Zielasek J, Jung S, Gold R, Liew F Y, Toyka K V, Hartung H P
Department of Neurology, Julius-Maximilians-Universität, Würzburg, Germany.
J Neuroimmunol. 1995 Apr;58(1):81-8. doi: 10.1016/0165-5728(94)00192-q.
The nitric oxide (NO) synthase pathway is activated during experimental autoimmune inflammation of the central nervous system, and administration of aminoguanidine, an inhibitor of the cytokine-inducible NO synthase (NOS), ameliorated the disease course of autoimmune encephalomyelitis in the SJL mouse. We studied the role of nitric oxide synthase (NOS) in the pathogenesis of experimental autoimmune neuritis (EAN) and experimental autoimmune encephalomyelitis (EAE) in the Lewis rat. NG-L-monomethyl-arginine (L-NMMA), a competitive inhibitor of NOS, partially suppressed T cell line-mediated EAN, but not myelin-induced EAN, myelin basic protein (MBP)-induced EAE, or T cell line-mediated EAE. Aminoguanidine (AG), a selective inhibitor of the cytokine-inducible NOS, enhanced MBP-induced EAE, but had no significant effects on myelin-induced EAN. Two other NOS inhibitors, nitro-arginine methyl-ester and N-nitro arginine, had only little or no effects in EAN and EAE. The administration of NOS inhibitors showed some striking effects in EAN and EAE, but the observed diversity of actions points to a much more complex role of the NO pathway than previously suggested.

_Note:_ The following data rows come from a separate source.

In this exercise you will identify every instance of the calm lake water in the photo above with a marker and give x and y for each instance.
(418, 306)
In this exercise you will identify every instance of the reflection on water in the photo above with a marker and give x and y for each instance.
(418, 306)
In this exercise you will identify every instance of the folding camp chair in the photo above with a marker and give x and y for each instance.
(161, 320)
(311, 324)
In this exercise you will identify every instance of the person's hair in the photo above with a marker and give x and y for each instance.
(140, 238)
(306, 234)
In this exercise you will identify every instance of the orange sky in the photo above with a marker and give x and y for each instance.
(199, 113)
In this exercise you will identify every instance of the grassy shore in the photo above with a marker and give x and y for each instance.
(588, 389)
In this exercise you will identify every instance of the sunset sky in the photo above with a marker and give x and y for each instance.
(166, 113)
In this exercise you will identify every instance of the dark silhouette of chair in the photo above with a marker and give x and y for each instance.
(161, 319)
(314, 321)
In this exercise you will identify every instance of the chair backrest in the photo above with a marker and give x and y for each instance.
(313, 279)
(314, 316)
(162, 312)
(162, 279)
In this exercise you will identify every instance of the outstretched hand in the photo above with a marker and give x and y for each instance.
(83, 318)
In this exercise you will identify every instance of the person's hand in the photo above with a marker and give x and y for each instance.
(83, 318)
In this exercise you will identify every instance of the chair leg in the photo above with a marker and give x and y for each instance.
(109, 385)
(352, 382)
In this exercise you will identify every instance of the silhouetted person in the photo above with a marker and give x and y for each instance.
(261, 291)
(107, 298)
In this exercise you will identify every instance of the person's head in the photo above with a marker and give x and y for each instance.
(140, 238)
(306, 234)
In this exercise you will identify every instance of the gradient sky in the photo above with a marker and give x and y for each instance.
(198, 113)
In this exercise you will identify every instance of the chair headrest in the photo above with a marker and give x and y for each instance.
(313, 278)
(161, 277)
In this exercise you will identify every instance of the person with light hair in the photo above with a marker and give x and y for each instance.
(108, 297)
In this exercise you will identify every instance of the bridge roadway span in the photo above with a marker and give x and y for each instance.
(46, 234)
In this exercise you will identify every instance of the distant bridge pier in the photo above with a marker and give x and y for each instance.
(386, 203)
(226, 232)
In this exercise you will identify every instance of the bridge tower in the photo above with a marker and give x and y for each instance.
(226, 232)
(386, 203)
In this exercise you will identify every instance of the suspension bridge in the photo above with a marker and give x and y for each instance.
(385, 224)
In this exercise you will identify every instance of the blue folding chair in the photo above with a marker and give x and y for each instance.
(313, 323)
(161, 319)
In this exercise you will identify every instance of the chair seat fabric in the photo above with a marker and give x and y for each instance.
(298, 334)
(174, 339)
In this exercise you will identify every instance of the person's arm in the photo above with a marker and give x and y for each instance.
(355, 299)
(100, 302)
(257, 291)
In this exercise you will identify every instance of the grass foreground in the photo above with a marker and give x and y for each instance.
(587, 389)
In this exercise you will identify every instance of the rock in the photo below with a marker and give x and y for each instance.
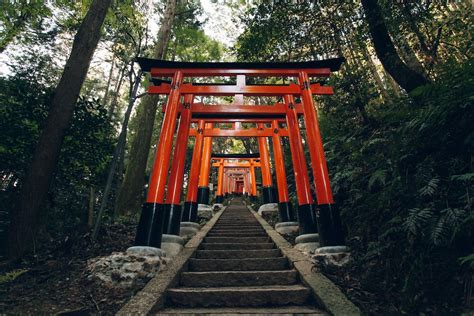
(126, 269)
(307, 243)
(287, 228)
(332, 256)
(188, 229)
(205, 211)
(268, 208)
(217, 207)
(172, 245)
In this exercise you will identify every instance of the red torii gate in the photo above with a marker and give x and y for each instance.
(221, 162)
(160, 215)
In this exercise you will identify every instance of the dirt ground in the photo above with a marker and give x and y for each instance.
(54, 281)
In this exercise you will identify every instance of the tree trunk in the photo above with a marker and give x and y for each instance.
(46, 156)
(90, 211)
(374, 72)
(406, 77)
(118, 150)
(113, 104)
(109, 80)
(130, 195)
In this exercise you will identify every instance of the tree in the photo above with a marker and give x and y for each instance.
(130, 192)
(406, 77)
(45, 158)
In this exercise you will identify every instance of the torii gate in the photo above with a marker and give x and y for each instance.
(160, 215)
(222, 162)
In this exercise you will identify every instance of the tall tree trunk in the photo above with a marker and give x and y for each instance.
(406, 77)
(46, 156)
(109, 80)
(374, 72)
(130, 194)
(118, 86)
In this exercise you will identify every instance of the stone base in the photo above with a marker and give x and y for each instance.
(205, 211)
(144, 251)
(171, 245)
(287, 228)
(217, 207)
(136, 266)
(307, 242)
(189, 229)
(334, 256)
(268, 208)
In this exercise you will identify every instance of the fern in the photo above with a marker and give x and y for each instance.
(379, 176)
(430, 188)
(467, 260)
(440, 232)
(454, 216)
(416, 220)
(467, 177)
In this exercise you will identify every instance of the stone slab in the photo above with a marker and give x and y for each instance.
(238, 278)
(326, 293)
(238, 254)
(151, 297)
(239, 296)
(254, 264)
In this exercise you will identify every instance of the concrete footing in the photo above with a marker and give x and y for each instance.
(188, 229)
(144, 251)
(268, 208)
(172, 245)
(307, 242)
(332, 255)
(287, 228)
(217, 207)
(205, 211)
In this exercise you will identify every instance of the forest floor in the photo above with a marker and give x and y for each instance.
(54, 281)
(349, 281)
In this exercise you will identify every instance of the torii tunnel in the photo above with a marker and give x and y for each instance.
(185, 117)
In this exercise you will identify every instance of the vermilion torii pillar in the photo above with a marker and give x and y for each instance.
(226, 163)
(284, 205)
(203, 187)
(157, 214)
(268, 191)
(190, 204)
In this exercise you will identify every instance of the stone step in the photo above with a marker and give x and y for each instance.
(224, 230)
(236, 234)
(251, 264)
(242, 311)
(237, 226)
(237, 254)
(220, 240)
(238, 278)
(239, 296)
(237, 246)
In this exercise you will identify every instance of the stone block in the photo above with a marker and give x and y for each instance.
(287, 228)
(267, 208)
(172, 245)
(307, 242)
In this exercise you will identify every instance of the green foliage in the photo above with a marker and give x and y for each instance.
(24, 102)
(410, 169)
(400, 165)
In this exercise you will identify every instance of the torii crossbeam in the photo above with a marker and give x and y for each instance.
(161, 212)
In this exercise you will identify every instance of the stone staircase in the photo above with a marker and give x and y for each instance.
(239, 270)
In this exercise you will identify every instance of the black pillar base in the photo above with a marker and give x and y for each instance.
(150, 227)
(307, 219)
(285, 210)
(269, 195)
(203, 195)
(172, 219)
(330, 226)
(189, 213)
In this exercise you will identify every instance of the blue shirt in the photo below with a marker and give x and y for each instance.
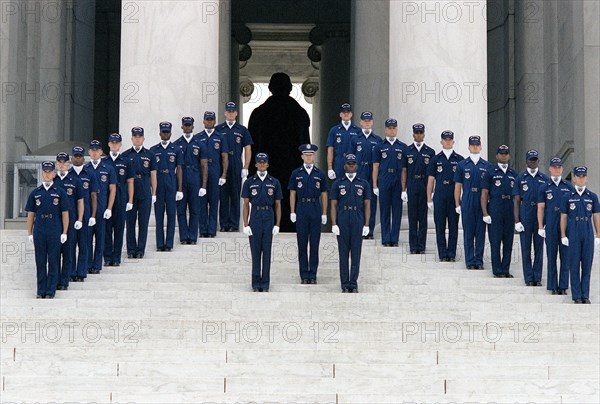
(48, 207)
(391, 162)
(443, 169)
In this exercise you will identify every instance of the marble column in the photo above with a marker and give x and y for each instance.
(370, 61)
(438, 69)
(169, 63)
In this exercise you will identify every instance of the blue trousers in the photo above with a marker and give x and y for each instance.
(531, 272)
(349, 250)
(556, 279)
(445, 216)
(165, 202)
(115, 229)
(47, 259)
(261, 223)
(390, 212)
(140, 214)
(188, 209)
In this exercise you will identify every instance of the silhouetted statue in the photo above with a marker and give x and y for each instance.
(278, 127)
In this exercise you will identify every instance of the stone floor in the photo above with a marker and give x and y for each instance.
(184, 327)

在中枢神经系统的实验性自身免疫炎症过程中,一氧化氮(NO)合酶途径被激活,而细胞因子诱导型NO合酶(NOS)的抑制剂氨基胍的给药改善了SJL小鼠自身免疫性脑脊髓炎的病程。我们研究了一氧化氮合酶(NOS)在Lewis大鼠实验性自身免疫性神经炎(EAN)和实验性自身免疫性脑脊髓炎(EAE)发病机制中的作用。NOS的竞争性抑制剂NG-L-单甲基精氨酸(L-NMMA)部分抑制了T细胞系介导的EAN,但对髓鞘诱导的EAN、髓鞘碱性蛋白(MBP)诱导的EAE或T细胞系介导的EAE没有抑制作用。细胞因子诱导型NOS的选择性抑制剂氨基胍(AG)增强了MBP诱导的EAE,但对髓鞘诱导的EAN没有显著影响。另外两种NOS抑制剂,硝基精氨酸甲酯和N-硝基精氨酸,对EAN和EAE只有很小的影响或没有影响。NOS抑制剂的给药在EAN和EAE中显示出一些显著的作用,但观察到的作用多样性表明NO途径的作用比以前认为的要复杂得多。